Mega Icebergs Scoured the Ocean Floor Near Greenland 800,000 Years Ago
Scientists have found new evidence of massive icebergs that ran aground near Greenland. They've discovered scours left behind by the giant chunks of ice at a depth of an impressive 1,200 meters, revealing a bit more about the dynamics of the Ice Age and the extent of the Arctic ice sheet thousands of years ago.
"Whenever icebergs run aground, they leave scours on the seabed," said Jan Erik Arndt, one of the researchers, in a news release. "Depending on their depth and location, those markings may continue to exist over long periods of time."

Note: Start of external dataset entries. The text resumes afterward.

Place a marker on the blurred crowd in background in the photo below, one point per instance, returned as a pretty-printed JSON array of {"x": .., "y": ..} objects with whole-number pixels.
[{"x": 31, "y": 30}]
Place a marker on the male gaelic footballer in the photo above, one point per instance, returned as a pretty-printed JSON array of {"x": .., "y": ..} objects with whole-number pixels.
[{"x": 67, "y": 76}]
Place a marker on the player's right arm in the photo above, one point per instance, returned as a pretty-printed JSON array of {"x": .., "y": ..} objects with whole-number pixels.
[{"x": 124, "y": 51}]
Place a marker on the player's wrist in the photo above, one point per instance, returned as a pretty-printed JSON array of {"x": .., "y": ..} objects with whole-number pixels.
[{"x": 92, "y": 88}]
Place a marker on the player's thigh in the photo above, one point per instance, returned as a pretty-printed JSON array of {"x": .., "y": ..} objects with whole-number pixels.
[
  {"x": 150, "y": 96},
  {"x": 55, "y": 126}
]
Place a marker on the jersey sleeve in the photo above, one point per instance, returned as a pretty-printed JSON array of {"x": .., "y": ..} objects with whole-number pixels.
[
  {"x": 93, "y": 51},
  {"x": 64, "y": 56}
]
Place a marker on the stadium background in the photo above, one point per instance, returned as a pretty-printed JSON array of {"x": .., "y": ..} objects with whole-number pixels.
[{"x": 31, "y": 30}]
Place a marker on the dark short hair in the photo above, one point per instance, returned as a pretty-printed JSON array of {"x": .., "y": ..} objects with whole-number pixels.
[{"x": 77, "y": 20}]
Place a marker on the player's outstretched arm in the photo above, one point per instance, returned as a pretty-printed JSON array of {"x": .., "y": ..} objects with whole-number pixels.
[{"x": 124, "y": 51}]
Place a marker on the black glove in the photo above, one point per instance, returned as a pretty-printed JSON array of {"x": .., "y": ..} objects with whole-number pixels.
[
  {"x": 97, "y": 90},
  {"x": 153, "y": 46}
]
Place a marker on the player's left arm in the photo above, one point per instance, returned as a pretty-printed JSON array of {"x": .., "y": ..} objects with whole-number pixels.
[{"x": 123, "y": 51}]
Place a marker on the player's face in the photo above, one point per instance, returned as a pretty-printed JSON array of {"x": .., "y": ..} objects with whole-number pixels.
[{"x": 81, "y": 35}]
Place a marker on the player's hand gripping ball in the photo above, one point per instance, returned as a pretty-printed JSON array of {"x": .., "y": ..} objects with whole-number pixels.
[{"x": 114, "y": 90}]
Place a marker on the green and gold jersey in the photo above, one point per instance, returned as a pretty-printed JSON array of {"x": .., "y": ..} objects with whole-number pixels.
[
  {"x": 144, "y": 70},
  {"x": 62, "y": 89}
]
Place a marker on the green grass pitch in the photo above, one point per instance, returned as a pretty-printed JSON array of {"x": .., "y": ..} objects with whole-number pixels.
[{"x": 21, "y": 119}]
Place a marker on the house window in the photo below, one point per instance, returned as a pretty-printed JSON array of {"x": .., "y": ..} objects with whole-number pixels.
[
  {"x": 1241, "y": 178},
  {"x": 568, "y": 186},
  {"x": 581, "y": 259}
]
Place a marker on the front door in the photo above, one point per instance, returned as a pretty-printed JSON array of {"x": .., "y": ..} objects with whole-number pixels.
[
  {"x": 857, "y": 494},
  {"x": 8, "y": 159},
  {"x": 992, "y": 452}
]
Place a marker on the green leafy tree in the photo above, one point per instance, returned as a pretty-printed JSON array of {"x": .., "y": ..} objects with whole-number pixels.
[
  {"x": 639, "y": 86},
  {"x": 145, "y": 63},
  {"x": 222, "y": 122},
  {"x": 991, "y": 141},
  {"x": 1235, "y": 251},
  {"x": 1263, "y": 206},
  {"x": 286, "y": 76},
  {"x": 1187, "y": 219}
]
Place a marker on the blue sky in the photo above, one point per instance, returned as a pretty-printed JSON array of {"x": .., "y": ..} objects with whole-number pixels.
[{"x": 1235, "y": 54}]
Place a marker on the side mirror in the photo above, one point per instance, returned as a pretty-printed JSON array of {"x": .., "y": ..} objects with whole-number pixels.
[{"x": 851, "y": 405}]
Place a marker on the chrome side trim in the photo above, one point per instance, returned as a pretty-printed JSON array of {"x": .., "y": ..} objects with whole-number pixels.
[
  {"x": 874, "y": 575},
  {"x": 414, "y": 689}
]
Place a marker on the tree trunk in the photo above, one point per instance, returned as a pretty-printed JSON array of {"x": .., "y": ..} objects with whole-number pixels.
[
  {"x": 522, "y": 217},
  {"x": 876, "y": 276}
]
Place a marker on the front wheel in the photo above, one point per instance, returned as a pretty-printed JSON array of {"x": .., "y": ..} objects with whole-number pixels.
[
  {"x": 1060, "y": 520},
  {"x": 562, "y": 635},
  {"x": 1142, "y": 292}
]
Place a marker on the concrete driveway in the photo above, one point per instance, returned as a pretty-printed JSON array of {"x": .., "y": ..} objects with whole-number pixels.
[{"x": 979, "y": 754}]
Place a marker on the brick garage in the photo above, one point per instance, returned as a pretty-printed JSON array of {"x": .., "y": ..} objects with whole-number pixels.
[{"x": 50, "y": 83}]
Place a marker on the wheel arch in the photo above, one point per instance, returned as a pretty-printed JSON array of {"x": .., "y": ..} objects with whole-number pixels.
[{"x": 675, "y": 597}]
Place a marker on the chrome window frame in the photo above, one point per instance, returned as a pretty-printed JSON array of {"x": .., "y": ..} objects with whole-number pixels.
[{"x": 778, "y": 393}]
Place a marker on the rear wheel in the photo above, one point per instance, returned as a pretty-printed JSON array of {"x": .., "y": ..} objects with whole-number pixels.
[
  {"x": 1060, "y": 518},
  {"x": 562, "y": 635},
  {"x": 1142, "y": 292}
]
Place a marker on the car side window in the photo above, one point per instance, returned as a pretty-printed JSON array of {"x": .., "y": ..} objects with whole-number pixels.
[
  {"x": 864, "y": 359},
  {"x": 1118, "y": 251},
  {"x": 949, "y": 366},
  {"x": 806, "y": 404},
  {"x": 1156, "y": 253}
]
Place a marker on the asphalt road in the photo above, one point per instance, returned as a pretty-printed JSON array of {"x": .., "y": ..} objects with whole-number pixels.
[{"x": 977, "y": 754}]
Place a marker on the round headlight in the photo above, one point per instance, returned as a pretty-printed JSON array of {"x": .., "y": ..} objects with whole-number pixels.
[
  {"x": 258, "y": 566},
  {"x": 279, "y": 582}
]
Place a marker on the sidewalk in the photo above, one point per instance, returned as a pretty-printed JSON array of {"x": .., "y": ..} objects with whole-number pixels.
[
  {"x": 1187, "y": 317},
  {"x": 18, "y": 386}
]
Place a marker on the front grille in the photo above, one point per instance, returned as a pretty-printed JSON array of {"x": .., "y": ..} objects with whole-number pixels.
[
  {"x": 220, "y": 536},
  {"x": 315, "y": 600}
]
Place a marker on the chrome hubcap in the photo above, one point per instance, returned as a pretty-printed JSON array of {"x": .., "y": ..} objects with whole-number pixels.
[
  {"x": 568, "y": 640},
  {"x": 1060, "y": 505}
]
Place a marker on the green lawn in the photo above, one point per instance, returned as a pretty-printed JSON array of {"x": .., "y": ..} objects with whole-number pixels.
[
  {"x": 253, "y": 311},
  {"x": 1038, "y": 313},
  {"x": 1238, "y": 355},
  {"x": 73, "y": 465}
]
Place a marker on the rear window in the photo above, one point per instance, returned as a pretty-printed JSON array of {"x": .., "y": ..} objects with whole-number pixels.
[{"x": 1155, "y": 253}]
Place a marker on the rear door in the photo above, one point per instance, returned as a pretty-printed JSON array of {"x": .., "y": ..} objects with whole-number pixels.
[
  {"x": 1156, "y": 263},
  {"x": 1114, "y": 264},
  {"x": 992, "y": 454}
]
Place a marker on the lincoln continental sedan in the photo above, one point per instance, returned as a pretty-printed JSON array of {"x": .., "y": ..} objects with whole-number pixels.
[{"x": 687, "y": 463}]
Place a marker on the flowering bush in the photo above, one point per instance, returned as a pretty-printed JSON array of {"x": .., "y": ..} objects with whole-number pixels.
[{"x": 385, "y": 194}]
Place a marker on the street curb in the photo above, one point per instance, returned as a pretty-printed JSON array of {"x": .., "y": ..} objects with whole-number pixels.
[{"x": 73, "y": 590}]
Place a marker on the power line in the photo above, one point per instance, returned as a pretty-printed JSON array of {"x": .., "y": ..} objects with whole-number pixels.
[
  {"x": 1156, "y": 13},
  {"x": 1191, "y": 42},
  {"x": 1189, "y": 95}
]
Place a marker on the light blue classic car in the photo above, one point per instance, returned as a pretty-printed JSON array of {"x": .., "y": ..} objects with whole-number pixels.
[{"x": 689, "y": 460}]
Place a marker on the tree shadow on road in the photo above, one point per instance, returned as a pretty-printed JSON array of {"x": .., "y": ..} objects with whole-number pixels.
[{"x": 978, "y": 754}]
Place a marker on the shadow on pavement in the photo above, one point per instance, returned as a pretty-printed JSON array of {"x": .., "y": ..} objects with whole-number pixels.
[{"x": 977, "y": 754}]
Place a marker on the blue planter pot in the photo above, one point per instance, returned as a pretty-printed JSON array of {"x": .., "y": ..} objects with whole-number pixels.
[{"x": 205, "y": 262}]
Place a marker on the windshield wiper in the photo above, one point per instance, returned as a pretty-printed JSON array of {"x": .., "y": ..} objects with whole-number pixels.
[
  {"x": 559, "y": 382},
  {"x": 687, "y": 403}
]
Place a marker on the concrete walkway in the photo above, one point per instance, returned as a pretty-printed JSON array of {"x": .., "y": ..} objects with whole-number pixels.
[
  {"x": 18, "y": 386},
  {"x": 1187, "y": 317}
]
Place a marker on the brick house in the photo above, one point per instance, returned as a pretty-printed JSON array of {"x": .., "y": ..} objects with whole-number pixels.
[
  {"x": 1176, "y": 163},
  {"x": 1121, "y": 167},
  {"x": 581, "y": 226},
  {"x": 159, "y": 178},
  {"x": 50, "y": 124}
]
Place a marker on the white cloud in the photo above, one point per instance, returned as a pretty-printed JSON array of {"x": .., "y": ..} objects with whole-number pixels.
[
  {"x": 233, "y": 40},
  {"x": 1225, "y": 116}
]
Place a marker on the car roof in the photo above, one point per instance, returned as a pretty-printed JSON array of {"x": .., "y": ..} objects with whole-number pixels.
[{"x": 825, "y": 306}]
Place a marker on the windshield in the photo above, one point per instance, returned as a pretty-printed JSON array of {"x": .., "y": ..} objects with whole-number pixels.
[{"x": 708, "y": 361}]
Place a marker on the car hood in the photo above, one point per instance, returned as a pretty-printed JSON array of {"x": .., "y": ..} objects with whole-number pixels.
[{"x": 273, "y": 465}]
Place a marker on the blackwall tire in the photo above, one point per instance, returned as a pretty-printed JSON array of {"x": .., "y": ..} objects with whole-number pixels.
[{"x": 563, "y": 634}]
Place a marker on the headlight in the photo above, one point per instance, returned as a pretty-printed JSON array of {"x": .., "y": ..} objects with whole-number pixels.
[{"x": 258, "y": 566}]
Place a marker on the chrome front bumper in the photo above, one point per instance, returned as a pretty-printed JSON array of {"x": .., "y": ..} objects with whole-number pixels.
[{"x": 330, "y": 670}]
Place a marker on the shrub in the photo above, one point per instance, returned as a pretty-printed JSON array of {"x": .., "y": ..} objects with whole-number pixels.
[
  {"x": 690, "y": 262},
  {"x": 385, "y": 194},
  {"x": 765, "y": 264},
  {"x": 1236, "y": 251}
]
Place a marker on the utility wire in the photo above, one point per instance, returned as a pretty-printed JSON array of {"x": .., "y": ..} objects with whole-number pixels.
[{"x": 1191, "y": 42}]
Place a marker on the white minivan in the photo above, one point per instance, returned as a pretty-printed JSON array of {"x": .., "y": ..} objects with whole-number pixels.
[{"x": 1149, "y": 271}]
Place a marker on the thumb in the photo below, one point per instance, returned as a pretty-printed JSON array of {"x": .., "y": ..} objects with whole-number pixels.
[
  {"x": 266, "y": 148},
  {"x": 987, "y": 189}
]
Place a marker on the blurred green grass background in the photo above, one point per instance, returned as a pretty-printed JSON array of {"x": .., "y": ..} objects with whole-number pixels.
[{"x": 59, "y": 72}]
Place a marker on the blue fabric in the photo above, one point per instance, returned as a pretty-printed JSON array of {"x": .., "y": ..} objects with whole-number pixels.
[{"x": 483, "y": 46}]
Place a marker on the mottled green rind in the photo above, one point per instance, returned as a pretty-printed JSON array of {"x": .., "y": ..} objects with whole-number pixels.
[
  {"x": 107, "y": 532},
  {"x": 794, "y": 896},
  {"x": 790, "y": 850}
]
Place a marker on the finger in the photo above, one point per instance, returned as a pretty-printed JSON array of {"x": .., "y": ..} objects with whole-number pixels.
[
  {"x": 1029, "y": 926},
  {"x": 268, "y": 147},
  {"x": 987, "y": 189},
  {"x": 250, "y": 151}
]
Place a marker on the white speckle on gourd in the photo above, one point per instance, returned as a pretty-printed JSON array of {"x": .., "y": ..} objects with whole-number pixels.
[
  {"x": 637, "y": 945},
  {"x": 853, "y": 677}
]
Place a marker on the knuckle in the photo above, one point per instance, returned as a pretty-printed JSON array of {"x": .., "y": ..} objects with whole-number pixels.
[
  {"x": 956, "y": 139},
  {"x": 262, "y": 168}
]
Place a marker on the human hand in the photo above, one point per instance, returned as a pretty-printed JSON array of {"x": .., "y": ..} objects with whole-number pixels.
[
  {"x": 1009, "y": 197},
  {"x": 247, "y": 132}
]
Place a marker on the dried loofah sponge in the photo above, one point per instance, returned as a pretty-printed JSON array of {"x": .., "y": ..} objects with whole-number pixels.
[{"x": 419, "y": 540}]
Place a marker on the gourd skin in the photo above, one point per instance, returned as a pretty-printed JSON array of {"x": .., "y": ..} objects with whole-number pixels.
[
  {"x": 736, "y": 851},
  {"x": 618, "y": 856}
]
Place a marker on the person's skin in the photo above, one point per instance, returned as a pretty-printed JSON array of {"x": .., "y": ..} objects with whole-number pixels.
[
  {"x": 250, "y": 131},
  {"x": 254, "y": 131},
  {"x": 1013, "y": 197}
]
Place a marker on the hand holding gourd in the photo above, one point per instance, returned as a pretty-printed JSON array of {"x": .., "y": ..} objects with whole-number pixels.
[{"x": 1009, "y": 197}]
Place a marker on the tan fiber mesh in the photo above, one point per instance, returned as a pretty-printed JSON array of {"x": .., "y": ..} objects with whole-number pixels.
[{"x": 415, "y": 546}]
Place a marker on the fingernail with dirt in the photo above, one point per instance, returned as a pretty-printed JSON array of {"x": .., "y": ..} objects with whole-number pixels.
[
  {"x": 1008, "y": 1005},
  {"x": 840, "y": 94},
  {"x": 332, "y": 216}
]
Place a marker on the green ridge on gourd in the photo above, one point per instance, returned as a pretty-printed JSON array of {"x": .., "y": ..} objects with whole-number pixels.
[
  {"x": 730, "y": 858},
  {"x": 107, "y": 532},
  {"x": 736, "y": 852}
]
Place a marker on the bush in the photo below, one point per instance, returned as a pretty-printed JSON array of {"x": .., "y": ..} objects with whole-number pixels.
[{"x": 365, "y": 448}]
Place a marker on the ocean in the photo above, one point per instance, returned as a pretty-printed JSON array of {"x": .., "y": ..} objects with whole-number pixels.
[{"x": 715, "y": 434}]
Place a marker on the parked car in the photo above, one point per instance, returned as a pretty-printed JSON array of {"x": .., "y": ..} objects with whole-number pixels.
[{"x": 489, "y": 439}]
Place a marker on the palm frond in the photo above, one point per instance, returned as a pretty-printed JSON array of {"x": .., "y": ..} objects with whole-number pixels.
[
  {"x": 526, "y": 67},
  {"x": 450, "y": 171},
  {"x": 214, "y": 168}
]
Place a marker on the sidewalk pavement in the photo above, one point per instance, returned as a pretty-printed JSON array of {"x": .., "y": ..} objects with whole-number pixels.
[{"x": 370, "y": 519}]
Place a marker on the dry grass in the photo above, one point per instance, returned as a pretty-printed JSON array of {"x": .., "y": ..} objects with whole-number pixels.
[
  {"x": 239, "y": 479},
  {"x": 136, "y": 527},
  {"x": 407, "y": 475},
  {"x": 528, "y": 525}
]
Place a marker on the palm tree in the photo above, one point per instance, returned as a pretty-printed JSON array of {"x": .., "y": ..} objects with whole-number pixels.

In this case, the researchers found scours on the Hovgaard Ridge, which is a plateau in the deep Arctic Sea. The five lineaments are the deepest iceberg scours found to date, and are as much as four kilometers long and 15 meters in depth. The evidence of these scours was actually present in data collected from 1990, but researchers only noticed the scours now due to better data analysis.
The icebergs scoured this ridge about 800,000 years ago. Since the sea level during the glacial period at this time was about 120 meters lower than today, the icebergs reached a depth at least 1,080 meters below sea level. This means that the icebergs had a height of about 1,200 meters, which is three times the height of the Empire State Building.
The findings don't just show that these large icebergs existed, though. They also provide an explanation as to how fresh water was transported from the Arctic and into the Atlantic Ocean. The scours show that large icebergs may have drifted southward through the Fram Strait, carrying large volumes of frozen fresh water into the North Atlantic.
"The fact that icebergs of this order of magnitude were drive from the Arctic is clear evidence that icebergs played a more serious role in freshwater imports than what we had previously assumed," said Arndt.
The findings are published in the journal Geophysical Research Letters.